Another thing to think about, is that there are some beers that work very well with a cigar; go with a highly hopped IPA like Dogfishhead 120, 90, 60 minute in a flute and you will find an interesting flavor compliment (my money going with the sweeter 120 minute) for your Spicy Nic blends, or fill that snifter with a hearty barlywine, such as Old Guardian by Stone to counterbalance. I personally like a good Maduro with a Chocolate Stout like, Young's Double Chocolate Stout_. _*Just food for thought!*

Beer doesn't have to be low rent, it can be as complex as any wine pairing.


----------



## llatsni (Jan 3, 2009)

Ego Archive said:


> Beer doesn't have to be low rent, it can be as complex as any wine pairing.


Wholeheartedly agree!
Some wonderful beers widely available now.
I'm in love with Chimay Blue at the moment


----------



## tx_tuff (Jun 16, 2007)

Schecter30 said:


> I tend to enjoy bourbon on the rocks more than scotch/brandy/cognac. Grab around a 30 dollar bottle from the top shelf in the liquor store and it should be good.....
> Woodford Reserve
> Makers Mark
> Knob Creek
> ...


I agree I love Bourbon on the rocks with a cigar, or without a cigar LOL. All the ones metioned are great. Woodford Reserve used to be my fav of those 3 untill I bought a bottle of Eagle Rare 10 year single barrle. It only goes for about $30 a bottle and it is some great stuff!


----------



## Patron (Dec 4, 2008)

Why does everyone overlook TEQUILA 

A good anejo tequila is a very good sipping drink with a nice cigar:chk:ss


----------



## mosesbotbol (Sep 21, 2005)

If you are open to something new and want to enjoy cigars with it; I recommend getting in sherry. Sherry is a great pairing with cigars; especially amontillado or oloroso and it's epecially underpriced/valued right now. You'd spend at least double for the same quality in any other wine and the acid is a perfect match for cigar. Stay away from fino or P/X. P/X is a dessert wine, and not so great with cigars as just a little P/X is enough. Fino is quite refined and more of an apertif.
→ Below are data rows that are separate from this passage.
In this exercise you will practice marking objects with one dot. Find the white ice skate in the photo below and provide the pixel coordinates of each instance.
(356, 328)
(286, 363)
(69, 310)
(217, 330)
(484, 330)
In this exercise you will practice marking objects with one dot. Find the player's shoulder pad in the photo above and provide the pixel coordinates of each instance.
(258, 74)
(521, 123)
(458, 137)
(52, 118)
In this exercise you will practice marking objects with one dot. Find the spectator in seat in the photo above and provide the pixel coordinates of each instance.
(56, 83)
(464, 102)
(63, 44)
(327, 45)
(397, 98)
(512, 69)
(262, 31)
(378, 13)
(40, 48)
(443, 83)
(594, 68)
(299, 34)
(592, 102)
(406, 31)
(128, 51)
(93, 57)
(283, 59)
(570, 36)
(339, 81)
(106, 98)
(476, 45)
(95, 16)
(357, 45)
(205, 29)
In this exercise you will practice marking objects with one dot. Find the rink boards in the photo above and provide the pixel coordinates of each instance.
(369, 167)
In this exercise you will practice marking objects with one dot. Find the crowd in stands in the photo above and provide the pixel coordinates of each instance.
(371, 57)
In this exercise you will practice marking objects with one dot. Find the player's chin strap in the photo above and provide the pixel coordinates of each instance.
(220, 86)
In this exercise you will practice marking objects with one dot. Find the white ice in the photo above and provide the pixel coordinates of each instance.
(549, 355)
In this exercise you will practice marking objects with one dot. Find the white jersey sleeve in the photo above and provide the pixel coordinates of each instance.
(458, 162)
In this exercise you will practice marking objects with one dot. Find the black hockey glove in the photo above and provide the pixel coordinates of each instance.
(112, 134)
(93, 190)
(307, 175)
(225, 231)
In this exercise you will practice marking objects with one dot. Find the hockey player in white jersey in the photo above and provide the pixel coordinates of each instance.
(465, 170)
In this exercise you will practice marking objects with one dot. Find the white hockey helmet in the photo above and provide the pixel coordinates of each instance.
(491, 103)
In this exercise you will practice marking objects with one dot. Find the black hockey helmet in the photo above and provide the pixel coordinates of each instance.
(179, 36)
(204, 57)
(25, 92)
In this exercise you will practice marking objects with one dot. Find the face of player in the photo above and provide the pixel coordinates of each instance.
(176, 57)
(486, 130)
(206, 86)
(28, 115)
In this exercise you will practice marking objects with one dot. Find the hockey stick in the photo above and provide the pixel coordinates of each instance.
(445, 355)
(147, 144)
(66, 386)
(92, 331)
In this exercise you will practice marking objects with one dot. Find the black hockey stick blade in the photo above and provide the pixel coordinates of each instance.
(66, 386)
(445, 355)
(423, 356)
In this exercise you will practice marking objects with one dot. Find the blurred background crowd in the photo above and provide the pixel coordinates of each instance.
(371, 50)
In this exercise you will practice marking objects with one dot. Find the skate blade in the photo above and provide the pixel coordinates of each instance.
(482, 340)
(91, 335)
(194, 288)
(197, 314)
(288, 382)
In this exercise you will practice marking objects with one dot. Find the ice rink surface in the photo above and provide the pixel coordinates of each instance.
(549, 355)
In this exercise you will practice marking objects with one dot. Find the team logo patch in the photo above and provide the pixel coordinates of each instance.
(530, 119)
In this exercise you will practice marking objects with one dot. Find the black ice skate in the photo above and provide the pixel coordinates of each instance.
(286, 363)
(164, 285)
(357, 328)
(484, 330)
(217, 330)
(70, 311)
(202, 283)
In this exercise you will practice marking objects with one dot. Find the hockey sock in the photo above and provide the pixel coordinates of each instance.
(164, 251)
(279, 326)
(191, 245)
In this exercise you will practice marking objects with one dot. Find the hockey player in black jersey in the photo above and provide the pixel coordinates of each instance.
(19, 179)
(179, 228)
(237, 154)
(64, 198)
Which ever direction you decide to go, make sure to buy the proper glassware before you buy the bottles. Much enjoyment is gained from the proper glass.

Something worth trying for distilled spirits is Kirsch. It's a brandy made from cherries is pleasent to drink with cigars. Plenty of people here are experts on Scoth and Bourbon...


----------



## Schecter30 (Dec 12, 2006)

tx_tuff said:


> I agree I love Bourbon on the rocks with a cigar, or without a cigar LOL. All the ones metioned are great. Woodford Reserve used to be my fav of those 3 untill I bought a bottle of Eagle Rare 10 year single barrle. It only goes for about $30 a bottle and it is some great stuff!


I've been meaning to pick that up, def want to try it.


----------



## Schecter30 (Dec 12, 2006)

Patron said:


> Why does everyone overlook TEQUILA
> 
> A good anejo tequila is a very good sipping drink with a nice cigar:chk:ss


I can pour some 108 proof whiskey down with no problem but tequila makes me feel like u
maybe I'll try it again some time.


----------



## Mark C (Sep 19, 2007)

Schecter30 said:


> I can pour some 108 proof whiskey down with no problem but tequila makes me feel like u
> maybe I'll try it again some time.


:tpd: Me and tequila don't get along very well.


----------



## Beachjeep90 (Jan 30, 2008)

There is no such thing as upgrading from beer!!! But i will enjoy some wine from time to time and some crown and cranberry or 7 & 7.


----------